A US MQ-9 Reaper in Afghanistan (USAF)

A US MQ-9 Reaper drone has crashed into the Black Sea after its propellor was damaged in a collision with a Russian Su-27 fighter jet.

US Air Force General James B Hecker revealed that before the incident, the Su-27 dumped fuel on and flew in front of the MQ-9 in what he branded a “reckless” manoeuvre.

“This incident demonstrates a lack of competence in addition to being unsafe and unprofessional,” said General Hecker.

“This incident follows a pattern of dangerous actions by Russian pilots while interacting with US and allied aircraft over international airspace, including over the Black Sea.

“These aggressive actions by Russian aircrew are dangerous and could lead to miscalculation and unintended escalation.”

The MQ-9 aircraft was conducting routine operations in international airspace when it was intercepted and hit by a Russian aircraft, which is also believed to have been damaged.

Pentagon Press Secretary, Air Force Brigadier General Pat Ryder, said the US Air Force routinely flies aircraft throughout international airspace in coordination with the applicable host nation and international laws and will continue to do so.


Russia’s ambassador to the US, Anatoly Antonov, accused Washington of “provocation”.

“The American UAV deliberately and provocatively was moving towards Russian territory with transponders turned off,” he said.

“The unacceptable activity of the US military in the close proximity to our borders is a cause for concern.

“They are collecting intelligence, which is subsequently used by the Kyiv regime to strike at our armed forces and territory.”

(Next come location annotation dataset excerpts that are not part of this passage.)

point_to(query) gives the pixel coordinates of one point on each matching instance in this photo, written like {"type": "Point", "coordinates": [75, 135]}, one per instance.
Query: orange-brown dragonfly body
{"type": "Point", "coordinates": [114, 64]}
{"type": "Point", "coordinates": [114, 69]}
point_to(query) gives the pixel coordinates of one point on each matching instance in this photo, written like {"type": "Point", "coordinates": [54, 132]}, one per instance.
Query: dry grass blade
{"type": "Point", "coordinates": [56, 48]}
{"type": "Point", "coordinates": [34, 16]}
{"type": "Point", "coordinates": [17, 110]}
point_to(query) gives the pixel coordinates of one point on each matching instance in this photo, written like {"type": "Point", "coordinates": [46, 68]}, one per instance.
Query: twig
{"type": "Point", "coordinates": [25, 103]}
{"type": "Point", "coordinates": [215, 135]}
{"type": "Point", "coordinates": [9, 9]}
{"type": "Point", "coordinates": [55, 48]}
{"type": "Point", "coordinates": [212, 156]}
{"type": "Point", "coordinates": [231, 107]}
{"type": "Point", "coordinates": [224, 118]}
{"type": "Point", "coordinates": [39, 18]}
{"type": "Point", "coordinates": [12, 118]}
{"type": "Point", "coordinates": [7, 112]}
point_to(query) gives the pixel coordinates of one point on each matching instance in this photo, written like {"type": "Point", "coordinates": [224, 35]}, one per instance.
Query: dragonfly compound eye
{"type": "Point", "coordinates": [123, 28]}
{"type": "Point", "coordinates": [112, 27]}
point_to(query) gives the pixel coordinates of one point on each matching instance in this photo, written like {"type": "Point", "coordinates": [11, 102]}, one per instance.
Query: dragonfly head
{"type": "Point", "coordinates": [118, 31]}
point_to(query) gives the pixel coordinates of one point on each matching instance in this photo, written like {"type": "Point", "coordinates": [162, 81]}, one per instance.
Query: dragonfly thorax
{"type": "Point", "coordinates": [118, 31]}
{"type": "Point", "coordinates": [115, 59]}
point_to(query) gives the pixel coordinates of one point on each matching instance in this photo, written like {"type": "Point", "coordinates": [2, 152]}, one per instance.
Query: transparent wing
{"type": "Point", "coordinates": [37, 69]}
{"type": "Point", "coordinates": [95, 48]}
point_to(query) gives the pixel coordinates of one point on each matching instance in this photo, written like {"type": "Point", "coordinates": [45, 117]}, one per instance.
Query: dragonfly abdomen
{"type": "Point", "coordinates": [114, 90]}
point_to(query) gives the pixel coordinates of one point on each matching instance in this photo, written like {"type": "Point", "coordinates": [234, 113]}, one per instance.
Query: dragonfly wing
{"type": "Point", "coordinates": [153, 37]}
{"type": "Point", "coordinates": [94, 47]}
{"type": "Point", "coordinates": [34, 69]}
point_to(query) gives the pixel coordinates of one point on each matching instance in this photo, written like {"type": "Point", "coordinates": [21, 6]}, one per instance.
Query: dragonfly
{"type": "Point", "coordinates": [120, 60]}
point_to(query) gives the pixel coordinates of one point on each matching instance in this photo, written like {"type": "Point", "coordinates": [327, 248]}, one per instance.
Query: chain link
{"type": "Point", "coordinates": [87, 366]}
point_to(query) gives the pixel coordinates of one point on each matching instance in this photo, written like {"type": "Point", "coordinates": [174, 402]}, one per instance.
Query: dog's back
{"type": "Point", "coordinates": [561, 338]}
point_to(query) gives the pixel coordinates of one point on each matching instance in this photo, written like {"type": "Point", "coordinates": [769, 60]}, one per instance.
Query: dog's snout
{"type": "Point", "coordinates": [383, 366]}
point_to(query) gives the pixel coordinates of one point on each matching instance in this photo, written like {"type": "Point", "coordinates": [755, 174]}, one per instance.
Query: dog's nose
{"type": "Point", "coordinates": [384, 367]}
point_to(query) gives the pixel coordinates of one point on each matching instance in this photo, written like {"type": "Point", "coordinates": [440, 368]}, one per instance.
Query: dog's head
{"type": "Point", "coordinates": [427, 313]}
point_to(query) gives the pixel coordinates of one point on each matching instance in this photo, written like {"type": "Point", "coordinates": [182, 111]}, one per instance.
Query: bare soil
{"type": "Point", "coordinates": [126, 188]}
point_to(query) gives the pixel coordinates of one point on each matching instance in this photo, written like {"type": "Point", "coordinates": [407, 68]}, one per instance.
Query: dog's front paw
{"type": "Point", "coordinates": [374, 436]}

The Black Sea is considered international water. However, only warships from Ukraine, Russia, Georgia, Turkiye, Bulgaria, and Romania bordering the sea can remain for more than three weeks under the 1936 Montreux Convention.

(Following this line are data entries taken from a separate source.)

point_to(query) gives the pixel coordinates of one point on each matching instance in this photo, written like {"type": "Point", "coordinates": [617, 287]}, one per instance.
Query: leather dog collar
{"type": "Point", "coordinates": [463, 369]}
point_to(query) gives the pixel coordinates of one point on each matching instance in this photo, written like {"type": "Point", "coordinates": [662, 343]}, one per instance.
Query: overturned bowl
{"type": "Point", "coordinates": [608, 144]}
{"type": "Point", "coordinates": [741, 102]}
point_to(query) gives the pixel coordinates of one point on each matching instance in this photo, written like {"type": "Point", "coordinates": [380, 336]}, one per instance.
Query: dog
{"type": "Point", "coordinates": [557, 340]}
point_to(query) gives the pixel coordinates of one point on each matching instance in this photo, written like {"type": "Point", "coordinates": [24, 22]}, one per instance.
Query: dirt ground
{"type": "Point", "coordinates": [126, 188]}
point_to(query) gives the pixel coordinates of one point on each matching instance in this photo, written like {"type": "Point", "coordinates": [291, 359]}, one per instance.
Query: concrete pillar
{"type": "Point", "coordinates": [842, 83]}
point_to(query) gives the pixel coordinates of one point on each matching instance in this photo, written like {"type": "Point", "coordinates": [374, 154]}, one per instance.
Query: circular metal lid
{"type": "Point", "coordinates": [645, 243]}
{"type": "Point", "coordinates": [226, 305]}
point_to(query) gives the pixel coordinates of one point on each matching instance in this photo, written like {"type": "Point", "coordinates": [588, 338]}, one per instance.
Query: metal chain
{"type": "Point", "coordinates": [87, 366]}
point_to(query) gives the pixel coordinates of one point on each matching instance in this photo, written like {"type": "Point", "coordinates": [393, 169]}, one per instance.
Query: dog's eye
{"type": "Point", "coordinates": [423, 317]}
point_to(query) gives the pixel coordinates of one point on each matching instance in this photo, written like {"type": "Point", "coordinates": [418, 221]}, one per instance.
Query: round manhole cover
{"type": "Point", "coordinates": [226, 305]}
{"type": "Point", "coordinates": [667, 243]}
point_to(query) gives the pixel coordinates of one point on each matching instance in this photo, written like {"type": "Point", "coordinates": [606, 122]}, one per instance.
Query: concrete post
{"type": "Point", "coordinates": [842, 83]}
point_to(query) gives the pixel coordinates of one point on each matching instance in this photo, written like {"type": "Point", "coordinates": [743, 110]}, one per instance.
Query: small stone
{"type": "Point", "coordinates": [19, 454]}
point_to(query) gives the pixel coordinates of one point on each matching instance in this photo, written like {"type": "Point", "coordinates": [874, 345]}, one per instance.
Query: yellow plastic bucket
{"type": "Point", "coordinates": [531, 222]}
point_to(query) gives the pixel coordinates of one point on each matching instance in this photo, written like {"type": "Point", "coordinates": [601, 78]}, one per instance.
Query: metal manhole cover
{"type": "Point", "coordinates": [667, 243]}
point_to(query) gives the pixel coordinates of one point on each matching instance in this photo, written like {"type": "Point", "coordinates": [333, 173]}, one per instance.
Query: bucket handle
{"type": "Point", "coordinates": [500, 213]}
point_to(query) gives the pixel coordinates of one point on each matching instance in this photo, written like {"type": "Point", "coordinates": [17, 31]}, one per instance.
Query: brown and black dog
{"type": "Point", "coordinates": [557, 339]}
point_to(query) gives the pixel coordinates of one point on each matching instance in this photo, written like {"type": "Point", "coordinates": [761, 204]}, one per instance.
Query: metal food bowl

John Kirby, the White House National Security Council spokesman, said intercepts – where one aircraft makes contact with another – were not uncommon, and there had been other similar incidents over the Black Sea in recent weeks.

“If the message is that they want to deter or dissuade us from flying and operating in international airspace over the Black Sea, then that is not going to happen,” he said.

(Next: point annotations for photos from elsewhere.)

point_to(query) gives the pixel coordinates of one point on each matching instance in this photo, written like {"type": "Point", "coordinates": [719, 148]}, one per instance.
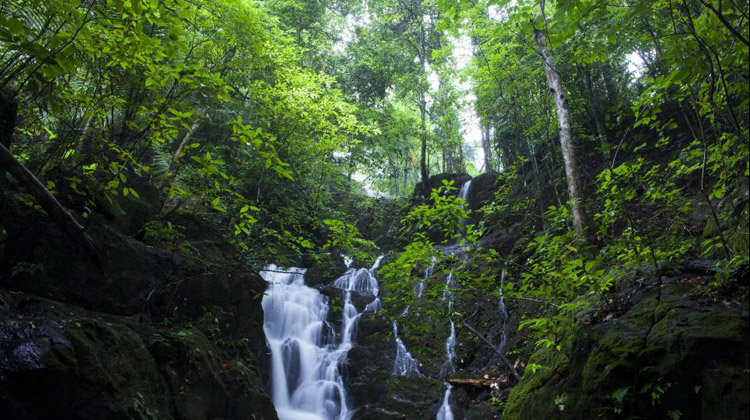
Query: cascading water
{"type": "Point", "coordinates": [503, 313]}
{"type": "Point", "coordinates": [306, 380]}
{"type": "Point", "coordinates": [450, 343]}
{"type": "Point", "coordinates": [404, 364]}
{"type": "Point", "coordinates": [445, 412]}
{"type": "Point", "coordinates": [419, 288]}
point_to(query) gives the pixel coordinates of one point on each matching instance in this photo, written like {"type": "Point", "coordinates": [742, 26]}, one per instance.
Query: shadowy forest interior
{"type": "Point", "coordinates": [374, 209]}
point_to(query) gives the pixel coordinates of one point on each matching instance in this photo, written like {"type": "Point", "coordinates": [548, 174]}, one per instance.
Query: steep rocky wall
{"type": "Point", "coordinates": [133, 332]}
{"type": "Point", "coordinates": [667, 354]}
{"type": "Point", "coordinates": [59, 361]}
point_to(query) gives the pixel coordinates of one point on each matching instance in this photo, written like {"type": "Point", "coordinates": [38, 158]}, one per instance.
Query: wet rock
{"type": "Point", "coordinates": [61, 361]}
{"type": "Point", "coordinates": [665, 354]}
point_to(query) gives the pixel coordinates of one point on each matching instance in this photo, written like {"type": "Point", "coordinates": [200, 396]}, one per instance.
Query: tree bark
{"type": "Point", "coordinates": [572, 175]}
{"type": "Point", "coordinates": [41, 194]}
{"type": "Point", "coordinates": [487, 147]}
{"type": "Point", "coordinates": [423, 109]}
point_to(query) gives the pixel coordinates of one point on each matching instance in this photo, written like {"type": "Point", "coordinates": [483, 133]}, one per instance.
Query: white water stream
{"type": "Point", "coordinates": [445, 412]}
{"type": "Point", "coordinates": [306, 379]}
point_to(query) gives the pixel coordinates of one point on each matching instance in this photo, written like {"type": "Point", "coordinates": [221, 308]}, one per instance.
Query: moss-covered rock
{"type": "Point", "coordinates": [666, 354]}
{"type": "Point", "coordinates": [59, 361]}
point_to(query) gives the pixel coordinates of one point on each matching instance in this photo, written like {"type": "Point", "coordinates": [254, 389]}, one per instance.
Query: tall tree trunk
{"type": "Point", "coordinates": [597, 116]}
{"type": "Point", "coordinates": [423, 109]}
{"type": "Point", "coordinates": [487, 147]}
{"type": "Point", "coordinates": [572, 176]}
{"type": "Point", "coordinates": [31, 183]}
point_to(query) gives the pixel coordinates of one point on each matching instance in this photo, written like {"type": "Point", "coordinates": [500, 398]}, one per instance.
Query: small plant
{"type": "Point", "coordinates": [560, 401]}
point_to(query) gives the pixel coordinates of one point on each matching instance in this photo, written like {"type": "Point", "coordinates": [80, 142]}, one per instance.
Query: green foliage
{"type": "Point", "coordinates": [347, 239]}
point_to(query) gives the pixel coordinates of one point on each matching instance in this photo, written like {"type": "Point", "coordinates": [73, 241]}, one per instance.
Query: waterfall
{"type": "Point", "coordinates": [306, 380]}
{"type": "Point", "coordinates": [419, 288]}
{"type": "Point", "coordinates": [404, 364]}
{"type": "Point", "coordinates": [503, 313]}
{"type": "Point", "coordinates": [450, 343]}
{"type": "Point", "coordinates": [445, 412]}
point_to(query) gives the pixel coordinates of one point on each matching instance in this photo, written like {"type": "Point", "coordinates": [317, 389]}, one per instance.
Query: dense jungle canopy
{"type": "Point", "coordinates": [607, 141]}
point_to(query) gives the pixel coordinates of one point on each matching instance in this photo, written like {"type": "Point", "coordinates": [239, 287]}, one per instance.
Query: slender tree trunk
{"type": "Point", "coordinates": [46, 200]}
{"type": "Point", "coordinates": [596, 115]}
{"type": "Point", "coordinates": [177, 155]}
{"type": "Point", "coordinates": [423, 110]}
{"type": "Point", "coordinates": [572, 175]}
{"type": "Point", "coordinates": [487, 147]}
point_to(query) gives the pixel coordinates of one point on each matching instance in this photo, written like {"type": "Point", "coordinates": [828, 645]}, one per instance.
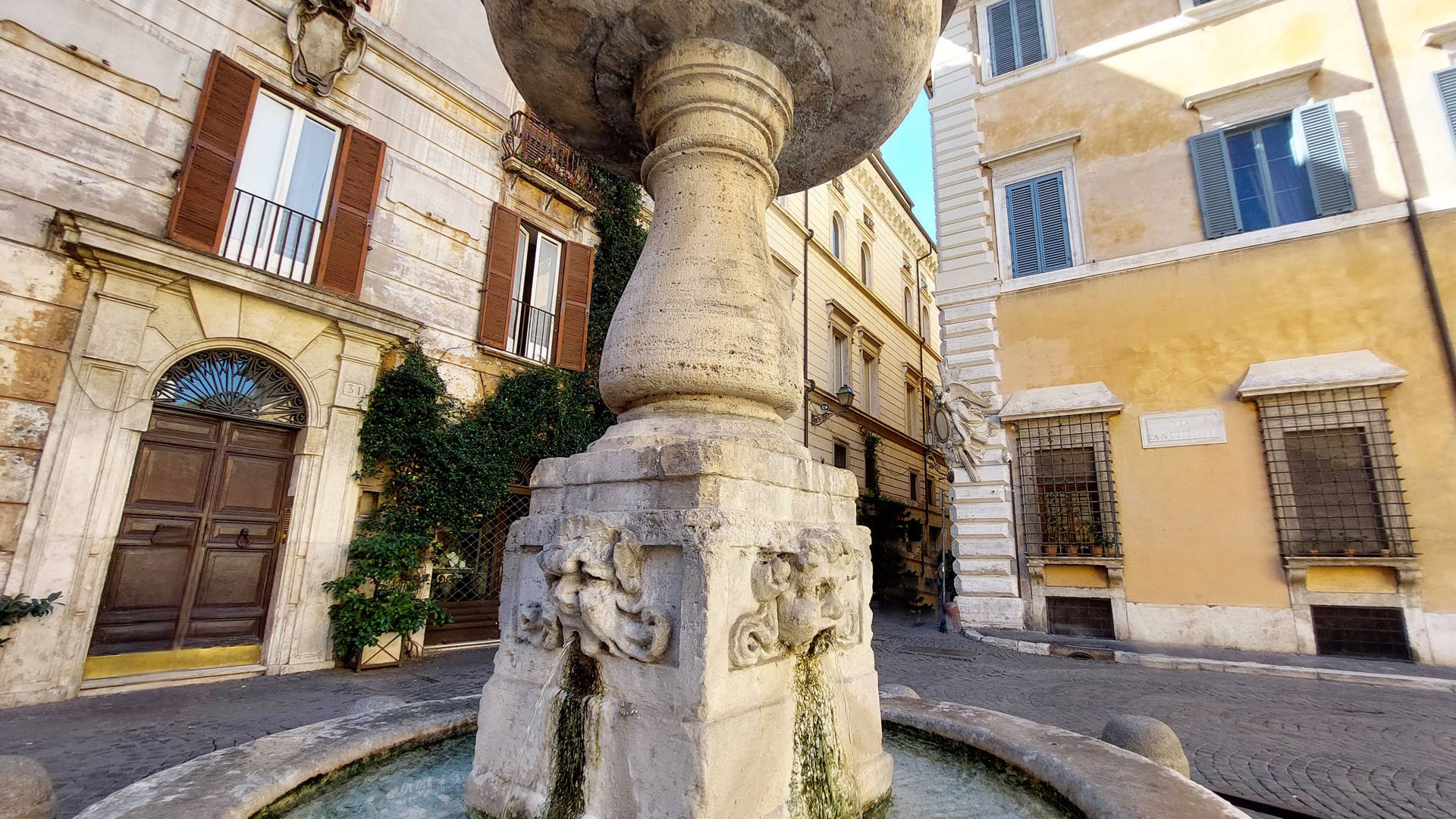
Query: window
{"type": "Point", "coordinates": [538, 293]}
{"type": "Point", "coordinates": [840, 362]}
{"type": "Point", "coordinates": [1332, 472]}
{"type": "Point", "coordinates": [1446, 86]}
{"type": "Point", "coordinates": [275, 187]}
{"type": "Point", "coordinates": [1274, 172]}
{"type": "Point", "coordinates": [533, 297]}
{"type": "Point", "coordinates": [1015, 34]}
{"type": "Point", "coordinates": [1065, 496]}
{"type": "Point", "coordinates": [871, 384]}
{"type": "Point", "coordinates": [912, 401]}
{"type": "Point", "coordinates": [1040, 238]}
{"type": "Point", "coordinates": [283, 181]}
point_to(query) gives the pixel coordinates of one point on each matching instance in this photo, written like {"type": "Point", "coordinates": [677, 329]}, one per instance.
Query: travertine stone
{"type": "Point", "coordinates": [696, 551]}
{"type": "Point", "coordinates": [25, 790]}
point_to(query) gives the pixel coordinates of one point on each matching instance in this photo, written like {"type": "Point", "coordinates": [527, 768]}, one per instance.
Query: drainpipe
{"type": "Point", "coordinates": [925, 450]}
{"type": "Point", "coordinates": [804, 278]}
{"type": "Point", "coordinates": [1413, 218]}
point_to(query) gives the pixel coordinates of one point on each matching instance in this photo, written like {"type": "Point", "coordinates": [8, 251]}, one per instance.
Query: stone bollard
{"type": "Point", "coordinates": [25, 790]}
{"type": "Point", "coordinates": [893, 689]}
{"type": "Point", "coordinates": [1147, 738]}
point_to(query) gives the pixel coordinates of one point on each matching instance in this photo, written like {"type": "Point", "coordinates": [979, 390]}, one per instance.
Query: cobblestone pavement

“We are going to continue to fly and operate in international airspace over international waters. We don’t need to have some sort of check-in with the Russians before we fly in international airspace.”

The MQ-9 Reaper, built by General Atomics, is remotely operated by a two-person team and primarily designed to gather intelligence, but also carries 16 Hellfire missiles to strike sensitive targets.